The “glass house” shown on the cover image is, of course, Philip Johnson’s famous Modernist masterpiece, also called the Glass House. Even that house could, with the right high-performing window system, comply with Title 24 requirements – I tested it out. But, let’s talk about some more current designs for our case study.
When we got our first Title 24 project from Swatt|Miers Architects, I didn’t really know if we’d be able to finesse it. We had never had a project quite like it before. But then I remember seeing an award-winning Net Zero home in Truro, Massachusetts (by Zero Energy Design) which had acres of glass everywhere. If they could make it work in a cold place like Massachusetts, surely we could do the same in California!
Our first Title 24 project from Swatt|Miers Architects was a 6,000 SF all-glass pavilion with a generous roof, a custom window wall on one side, and heated slab floors. On the plus side, the roof included large shading overhangs, and we had ample time and flexibility to select high-efficiency heating and water heating systems. There were no large skylights or ductwork to worry about, either. The house was located in a moderate climate zone, so they weren’t even going to install any cooling systems at all.
Another big plus was they didn’t have any “beyond compliance” goals such as GreenPoints. So, we didn’t have to beat the standard by 15% or more. As you’ll see in a minute, that would have been possible, but very expensive.
On the challenge side, there was almost 5,000 square feet of glazing – 75% of the conditioned floor area. In addition, the design called for metal framed windows, which are inherently less efficient than windows framed in wood or vinyl. Even thermally broken metal windows can’t always match the performance of wood.
Strategy: Start Low, Increment Up
We usually start by running each project with baseline assumptions, usually the same ones used for the prescriptive Title 24 method. The Title 24 prescriptive method sets forth minimum requirements for things like heating and cooling performance, insulation levels, maximum allowable glazing areas, and window performance – but it’s all or nothing.

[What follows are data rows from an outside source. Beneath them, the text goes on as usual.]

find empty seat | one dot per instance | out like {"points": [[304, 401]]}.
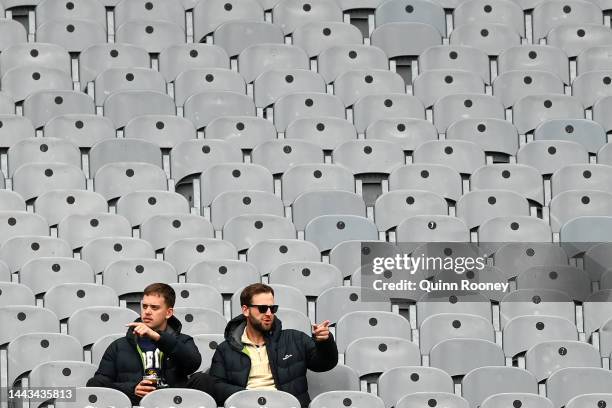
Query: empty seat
{"points": [[452, 108], [101, 252], [316, 36], [42, 106], [575, 38], [371, 355], [535, 57], [211, 14], [483, 382], [100, 57], [446, 355], [237, 35], [153, 36], [75, 35], [90, 323], [492, 39]]}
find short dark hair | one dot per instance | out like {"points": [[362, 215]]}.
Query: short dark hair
{"points": [[246, 297], [162, 290]]}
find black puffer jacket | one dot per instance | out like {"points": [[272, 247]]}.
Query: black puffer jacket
{"points": [[121, 365], [290, 352]]}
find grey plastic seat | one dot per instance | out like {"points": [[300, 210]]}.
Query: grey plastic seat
{"points": [[590, 134], [22, 319], [234, 203], [498, 12], [270, 254], [275, 83], [575, 38], [193, 81], [397, 382], [513, 85], [369, 156], [312, 204], [246, 230], [446, 355], [452, 108], [11, 32], [185, 397], [464, 157], [527, 400], [116, 179], [33, 180], [90, 323], [15, 294], [316, 36], [544, 358], [204, 107], [527, 302], [42, 274], [326, 231], [244, 132], [100, 57], [288, 297], [153, 36], [571, 280], [235, 36], [108, 396], [492, 39], [532, 57], [384, 37], [493, 135], [567, 383], [22, 81], [259, 58], [483, 382], [308, 177], [42, 106], [523, 332], [132, 275], [138, 206], [228, 276], [163, 229], [29, 350], [261, 399], [184, 252], [306, 105], [211, 14], [153, 10], [444, 326], [196, 156], [432, 85], [183, 57], [291, 14], [279, 155], [571, 204], [311, 278], [75, 35], [42, 150], [446, 57], [549, 156], [326, 132], [101, 252], [225, 177], [395, 206]]}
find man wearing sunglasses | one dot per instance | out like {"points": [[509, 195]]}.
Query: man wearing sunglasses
{"points": [[258, 354]]}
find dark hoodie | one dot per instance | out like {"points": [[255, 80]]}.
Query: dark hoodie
{"points": [[291, 354], [121, 366]]}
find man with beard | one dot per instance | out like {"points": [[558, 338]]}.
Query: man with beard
{"points": [[154, 353], [258, 354]]}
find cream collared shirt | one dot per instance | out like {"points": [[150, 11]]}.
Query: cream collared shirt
{"points": [[260, 376]]}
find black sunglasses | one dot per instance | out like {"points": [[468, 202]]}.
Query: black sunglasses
{"points": [[264, 308]]}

Either you meet every requirement, or you have to use the performance modeling method to satisfy Title 24. The software model has some built-in generic inputs for things like water heaters that also assumes a very basic level of compliance.

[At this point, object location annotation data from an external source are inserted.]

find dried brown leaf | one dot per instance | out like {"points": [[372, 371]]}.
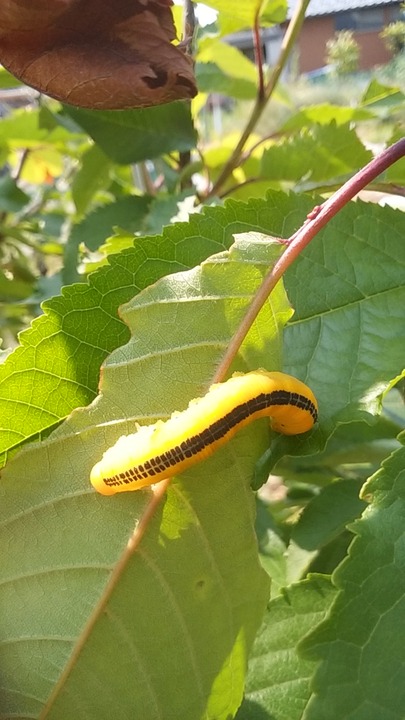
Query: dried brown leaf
{"points": [[103, 54]]}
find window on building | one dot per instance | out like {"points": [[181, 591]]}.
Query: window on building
{"points": [[360, 20]]}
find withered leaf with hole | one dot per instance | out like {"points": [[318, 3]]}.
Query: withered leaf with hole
{"points": [[102, 54]]}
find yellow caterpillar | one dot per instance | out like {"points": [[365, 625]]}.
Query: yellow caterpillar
{"points": [[158, 451]]}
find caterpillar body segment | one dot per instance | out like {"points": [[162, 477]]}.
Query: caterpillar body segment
{"points": [[158, 451]]}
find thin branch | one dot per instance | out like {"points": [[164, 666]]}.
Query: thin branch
{"points": [[131, 547], [319, 217], [287, 46], [257, 44]]}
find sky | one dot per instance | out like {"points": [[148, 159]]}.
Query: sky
{"points": [[205, 14]]}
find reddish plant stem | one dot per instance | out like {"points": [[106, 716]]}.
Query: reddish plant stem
{"points": [[101, 607], [319, 217]]}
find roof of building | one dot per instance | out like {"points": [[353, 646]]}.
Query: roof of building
{"points": [[330, 7]]}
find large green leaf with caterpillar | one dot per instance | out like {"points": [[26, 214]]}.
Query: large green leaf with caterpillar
{"points": [[174, 637], [66, 541], [56, 367]]}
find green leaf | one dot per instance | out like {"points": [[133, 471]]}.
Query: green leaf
{"points": [[378, 95], [320, 153], [224, 69], [361, 646], [12, 199], [327, 515], [278, 681], [211, 79], [348, 292], [128, 212], [197, 566], [93, 175], [57, 366], [129, 136]]}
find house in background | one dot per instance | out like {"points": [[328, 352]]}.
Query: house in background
{"points": [[366, 18]]}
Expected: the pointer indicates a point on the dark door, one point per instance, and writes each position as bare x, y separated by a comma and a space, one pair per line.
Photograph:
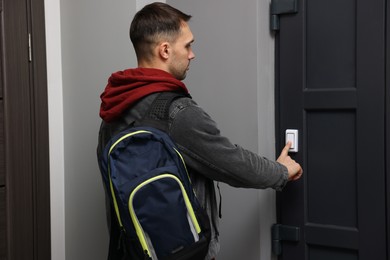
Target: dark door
24, 158
331, 82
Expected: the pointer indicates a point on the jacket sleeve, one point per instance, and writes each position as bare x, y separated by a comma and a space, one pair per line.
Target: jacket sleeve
209, 153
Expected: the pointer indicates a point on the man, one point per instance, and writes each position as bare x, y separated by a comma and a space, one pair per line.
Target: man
163, 41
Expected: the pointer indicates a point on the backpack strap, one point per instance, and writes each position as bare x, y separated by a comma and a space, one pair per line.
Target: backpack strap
157, 115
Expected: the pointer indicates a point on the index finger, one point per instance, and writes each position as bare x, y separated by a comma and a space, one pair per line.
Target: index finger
286, 148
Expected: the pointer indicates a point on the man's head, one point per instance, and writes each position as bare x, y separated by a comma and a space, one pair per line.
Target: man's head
162, 39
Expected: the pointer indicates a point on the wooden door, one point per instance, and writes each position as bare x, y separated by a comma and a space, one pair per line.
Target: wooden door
331, 81
24, 151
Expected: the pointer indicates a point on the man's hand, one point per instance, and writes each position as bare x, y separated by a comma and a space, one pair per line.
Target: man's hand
294, 169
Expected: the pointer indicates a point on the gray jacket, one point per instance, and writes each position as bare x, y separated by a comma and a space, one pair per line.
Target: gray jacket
209, 156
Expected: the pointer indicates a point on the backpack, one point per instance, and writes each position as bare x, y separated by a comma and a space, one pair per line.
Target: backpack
157, 212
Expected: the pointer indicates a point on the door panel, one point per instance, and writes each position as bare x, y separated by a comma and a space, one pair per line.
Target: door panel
331, 86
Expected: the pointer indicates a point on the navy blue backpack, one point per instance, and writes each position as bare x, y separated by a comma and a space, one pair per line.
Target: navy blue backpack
150, 191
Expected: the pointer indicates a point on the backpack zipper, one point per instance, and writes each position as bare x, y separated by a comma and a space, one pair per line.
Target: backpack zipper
139, 230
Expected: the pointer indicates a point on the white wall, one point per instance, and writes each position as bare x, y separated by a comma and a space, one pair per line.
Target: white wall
232, 78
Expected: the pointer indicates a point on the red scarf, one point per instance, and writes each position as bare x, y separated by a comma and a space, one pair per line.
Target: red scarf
126, 87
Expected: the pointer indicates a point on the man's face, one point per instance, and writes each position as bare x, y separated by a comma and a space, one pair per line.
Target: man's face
181, 54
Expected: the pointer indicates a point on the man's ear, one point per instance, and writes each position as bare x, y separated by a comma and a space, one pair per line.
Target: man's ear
164, 50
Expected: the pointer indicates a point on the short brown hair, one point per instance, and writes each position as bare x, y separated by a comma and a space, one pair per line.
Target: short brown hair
152, 23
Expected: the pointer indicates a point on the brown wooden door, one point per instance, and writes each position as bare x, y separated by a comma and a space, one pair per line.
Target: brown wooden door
24, 158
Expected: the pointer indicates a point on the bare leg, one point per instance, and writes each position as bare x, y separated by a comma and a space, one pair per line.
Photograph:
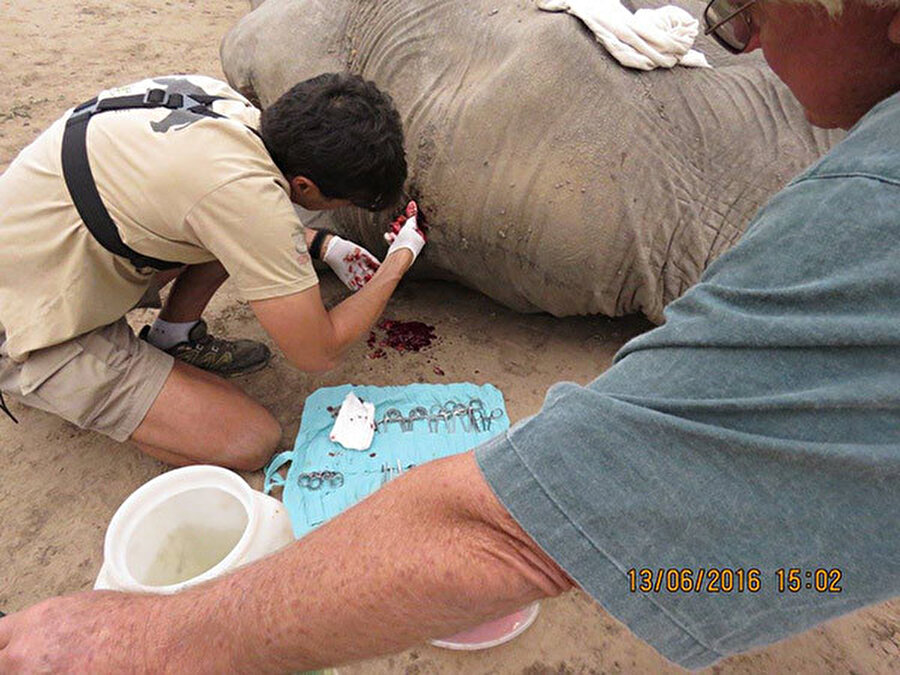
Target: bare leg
199, 418
193, 288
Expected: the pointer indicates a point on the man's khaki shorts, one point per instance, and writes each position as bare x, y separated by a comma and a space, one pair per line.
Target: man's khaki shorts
105, 380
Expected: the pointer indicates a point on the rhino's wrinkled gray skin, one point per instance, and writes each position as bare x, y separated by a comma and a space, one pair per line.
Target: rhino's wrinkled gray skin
553, 178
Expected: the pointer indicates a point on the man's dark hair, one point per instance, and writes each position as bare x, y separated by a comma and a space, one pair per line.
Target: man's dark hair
342, 133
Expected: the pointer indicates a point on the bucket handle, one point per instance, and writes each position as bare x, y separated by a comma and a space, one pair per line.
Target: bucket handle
273, 478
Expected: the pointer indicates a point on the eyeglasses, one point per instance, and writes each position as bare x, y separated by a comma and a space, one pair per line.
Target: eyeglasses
374, 205
728, 24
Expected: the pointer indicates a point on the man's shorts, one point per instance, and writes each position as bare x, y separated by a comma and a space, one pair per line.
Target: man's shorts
105, 380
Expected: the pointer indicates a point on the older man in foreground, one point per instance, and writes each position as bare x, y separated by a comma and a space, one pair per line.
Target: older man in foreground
752, 445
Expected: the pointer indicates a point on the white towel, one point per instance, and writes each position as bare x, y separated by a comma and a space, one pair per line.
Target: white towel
354, 427
647, 39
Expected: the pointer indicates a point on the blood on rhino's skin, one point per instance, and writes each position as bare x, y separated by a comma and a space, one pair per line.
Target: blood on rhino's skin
554, 179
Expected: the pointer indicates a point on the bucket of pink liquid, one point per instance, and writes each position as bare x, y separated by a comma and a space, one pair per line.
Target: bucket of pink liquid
492, 633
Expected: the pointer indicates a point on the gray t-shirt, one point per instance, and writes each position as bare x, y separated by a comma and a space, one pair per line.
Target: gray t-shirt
757, 430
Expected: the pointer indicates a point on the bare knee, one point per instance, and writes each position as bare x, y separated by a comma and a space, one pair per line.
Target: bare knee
251, 445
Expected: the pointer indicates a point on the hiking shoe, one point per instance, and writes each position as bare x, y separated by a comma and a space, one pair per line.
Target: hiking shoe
227, 358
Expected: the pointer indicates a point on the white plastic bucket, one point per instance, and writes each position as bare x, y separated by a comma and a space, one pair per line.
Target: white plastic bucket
187, 526
492, 633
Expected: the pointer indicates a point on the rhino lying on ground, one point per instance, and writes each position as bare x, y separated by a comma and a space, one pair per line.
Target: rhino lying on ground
553, 179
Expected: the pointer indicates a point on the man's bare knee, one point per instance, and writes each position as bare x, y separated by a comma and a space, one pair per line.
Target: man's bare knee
254, 443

In this case, the first trial missed by -76%, with shortfalls on heating and water heating. Surprisingly, cooling was not a problem – at least, not in the model. Still -76% seems like a big, scary number – one which we attacked incrementally.
Preliminary Trials with Insulation and Water Heating
Increasing insulation levels from R13 to R21 brought it to -67%. There wasn’t that much wall to work with, the walls being mostly glass, which is measured by window performance rather than insulation. The roof already had plenty of insulation, and adding more past a certain point had a negligible impact.
Just as a test, adding an overhang over the South window wall (which didn’t have one) actually made it worse! That’s one thing about trade-offs. Sometimes a measure that helps with cooling will create more load on the heating side, and heating was what we needed to fix. But this design didn’t specify an overhang there, and even when there are overhangs, modeling them is optional.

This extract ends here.